"We don't have anything planned this weekend, right?" I asked Richard, earlier in the week. And upon receiving an affirmative in reply, I pondered what I could actually get accomplished. I even made a little list of Things to Do for the weekend - one of which was to bring the sewing machine in from the garage (where it has been sitting since it made the transition out of my car weeks ago during the great Garage Cleaning incident) upstairs to the guest room and actually trying not only to organize the sewing stuff, but actually maybe start on the curtains for the computer room. I think we all know which item didn't get crossed off on *that* list, don't we.
We started off with the usual ride to Starbucks, but then decided to take a longer way back, turning it into eight miles instead of the usual six. We took a short detour by the Perpetual Garage Sale, which is this fenced-in area where this guy buys up storage units when people don't pay their bills, and he unpacks it all in the yard and sells it. It's this incredible place where you never know what you will find from one weekend to the next. When we stopped by this morning, we found a lot of ugly furniture, and best of all, a computer so ancient that it had a built-in 5 ¼ inch disk drive. Short of turning it into a rather eclectic planter, I'm not sure what one could even *do* with a computer that old.
We didn't actually buy anything at the Perpetual Garage Sale (although I was tempted by some lovely polyester selections that were probably in style back in the 70's), and continued on home, where we huddled in front of Richard's computer and finally finished laying out the plans for our back yard. There is going to be a big flagstone courtyard, back behind the kitchen window where it's protected from the wind and where Richard can practice his grilling magic without fear of food flying off the grill into parts unknown. There will be trees - the type that create lovely shaded spaces for benches to be tucked in, perfect for reading. There will be a gazebo and a flagstone pathway or two, and more trees and bushes and some trellises with flowering vine things and a fountain, and somewhere off in the corner a garden plot or two.
In case it wasn't already obvious, neither of us has the first clue about landscaping, but at least now we have a rough outline of what we want and we can track down someone who actually knows what they are doing to draw us up some lovely blueprints that will take irrigation and soil acidity and tree placement into consideration.

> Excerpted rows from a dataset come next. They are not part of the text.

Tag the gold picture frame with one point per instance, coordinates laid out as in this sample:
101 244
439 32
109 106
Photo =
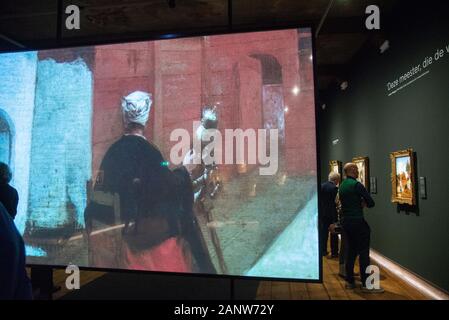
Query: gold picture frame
403 187
335 166
363 166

And maybe this summer we can actually start working on something.
And then because we were all hyped up with the yard thing and I was starting to babble about how maybe we could do this and maybe we could put that there, we zipped off to Home Depot and got ourselves a nice redwood planter for the front porch and a small star jasmine plant and a very large bag of potting soil. Now, call me crazy, but isn't potting soil supposed to smell...well...like soil? This is what I have noticed with every other bag of the stuff I have ever encountered, until today. This potting soil, as we discovered when we got it home and opened the bag, was apparently based on copious amounts of cow manure. I had visions of opening the windows and letting the breeze carry in the scent of the jasmine from the porch. Instead, the breeze carried with it an aroma that made the living room smell like the backside of a barn.
I can only hope that the cow smell eventually fades away. It's either that or we'll just start wearing plaid shirts, overalls, and straw hats, and talking with a country twang when people visit, just so they'll appreciate the atmosphere.